COM objects (such as CoColor) must be preprogrammed to support the ability to be aggregated by another object. Therefore, unless a COM object has been equipped with the correct infrastructure, an outer object cannot aggregate it. Contrast this to a contained inner object, which requires no extra code to behave correctly.
Also understand that not all COM objects are able to participate in COM aggregation even with the correct internal riggings. Specifically, only COM objects that are contained within in-process servers can be aggregated and even then, the inner and outer objects must be in the same apartment (i.e., execution context).

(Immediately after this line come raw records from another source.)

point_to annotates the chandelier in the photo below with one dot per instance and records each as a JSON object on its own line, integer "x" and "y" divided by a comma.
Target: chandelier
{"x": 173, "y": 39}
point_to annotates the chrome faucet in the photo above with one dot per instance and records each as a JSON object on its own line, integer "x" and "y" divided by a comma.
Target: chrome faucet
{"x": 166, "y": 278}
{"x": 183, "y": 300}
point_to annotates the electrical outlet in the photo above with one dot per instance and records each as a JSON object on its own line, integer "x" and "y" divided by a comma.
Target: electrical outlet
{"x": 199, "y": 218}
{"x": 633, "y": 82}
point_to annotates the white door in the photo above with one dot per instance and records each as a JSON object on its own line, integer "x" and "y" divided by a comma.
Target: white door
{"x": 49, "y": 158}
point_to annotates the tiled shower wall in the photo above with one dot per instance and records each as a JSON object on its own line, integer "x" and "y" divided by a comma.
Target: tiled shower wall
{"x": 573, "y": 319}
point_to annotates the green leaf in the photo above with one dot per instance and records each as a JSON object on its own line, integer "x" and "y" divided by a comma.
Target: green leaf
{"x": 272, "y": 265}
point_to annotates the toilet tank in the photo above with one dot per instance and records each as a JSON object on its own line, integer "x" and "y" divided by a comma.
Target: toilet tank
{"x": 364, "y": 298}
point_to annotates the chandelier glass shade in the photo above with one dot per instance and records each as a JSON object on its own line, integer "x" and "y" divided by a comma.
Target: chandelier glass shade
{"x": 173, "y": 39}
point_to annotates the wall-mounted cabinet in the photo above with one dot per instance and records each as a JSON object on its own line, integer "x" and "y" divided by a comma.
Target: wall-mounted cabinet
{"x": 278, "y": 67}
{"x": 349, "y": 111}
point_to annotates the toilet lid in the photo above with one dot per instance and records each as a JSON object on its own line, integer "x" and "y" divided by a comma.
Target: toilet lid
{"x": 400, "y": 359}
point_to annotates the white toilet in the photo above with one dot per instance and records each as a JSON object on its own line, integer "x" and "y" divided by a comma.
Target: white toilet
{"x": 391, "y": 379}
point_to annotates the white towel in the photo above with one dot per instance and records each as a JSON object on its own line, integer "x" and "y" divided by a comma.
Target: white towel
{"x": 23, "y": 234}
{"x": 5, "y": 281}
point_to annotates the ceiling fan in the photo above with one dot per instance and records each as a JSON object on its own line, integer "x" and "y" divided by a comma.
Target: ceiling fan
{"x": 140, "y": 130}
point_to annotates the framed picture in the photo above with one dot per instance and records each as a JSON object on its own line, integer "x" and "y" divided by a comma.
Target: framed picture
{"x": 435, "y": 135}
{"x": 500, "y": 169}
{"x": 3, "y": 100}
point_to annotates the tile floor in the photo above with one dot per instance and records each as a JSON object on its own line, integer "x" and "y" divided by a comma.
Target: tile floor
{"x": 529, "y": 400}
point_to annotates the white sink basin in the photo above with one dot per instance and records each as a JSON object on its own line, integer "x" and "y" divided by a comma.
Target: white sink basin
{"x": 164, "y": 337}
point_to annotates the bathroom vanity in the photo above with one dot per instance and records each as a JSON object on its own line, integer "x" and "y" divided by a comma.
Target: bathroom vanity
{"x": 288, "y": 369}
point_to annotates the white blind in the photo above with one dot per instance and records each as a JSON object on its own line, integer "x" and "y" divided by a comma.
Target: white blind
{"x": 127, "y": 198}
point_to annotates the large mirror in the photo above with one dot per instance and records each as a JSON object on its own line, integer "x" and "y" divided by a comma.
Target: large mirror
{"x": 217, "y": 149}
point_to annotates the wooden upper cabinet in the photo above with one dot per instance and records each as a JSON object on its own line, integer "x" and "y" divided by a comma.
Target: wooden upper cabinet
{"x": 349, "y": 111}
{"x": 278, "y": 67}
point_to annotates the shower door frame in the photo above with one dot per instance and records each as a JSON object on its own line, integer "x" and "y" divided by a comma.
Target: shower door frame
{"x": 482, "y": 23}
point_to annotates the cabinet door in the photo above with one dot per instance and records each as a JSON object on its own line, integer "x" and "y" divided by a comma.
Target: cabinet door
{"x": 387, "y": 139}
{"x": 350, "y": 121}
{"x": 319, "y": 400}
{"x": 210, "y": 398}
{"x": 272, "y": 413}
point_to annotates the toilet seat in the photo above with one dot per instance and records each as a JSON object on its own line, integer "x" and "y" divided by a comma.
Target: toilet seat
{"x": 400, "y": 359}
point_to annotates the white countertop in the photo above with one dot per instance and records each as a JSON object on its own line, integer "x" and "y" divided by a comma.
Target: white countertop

Note | Again, only objects housed within in-proc servers may be aggregated. You cannot aggregate objects living in EXE servers (local or remote). |
The outer object and any aggregated inner objects must work together to uphold the rules of COM identity. As both the inner and outer objects maintain a unique implementation of QueryInterface(), a good deal of work needs to be done to allow a client to traverse among the interfaces of the inner and outer objects. Thankfully, ATL provides full and complete support for COM aggregation, which takes care of all the details for both the inner and outer object's implementation.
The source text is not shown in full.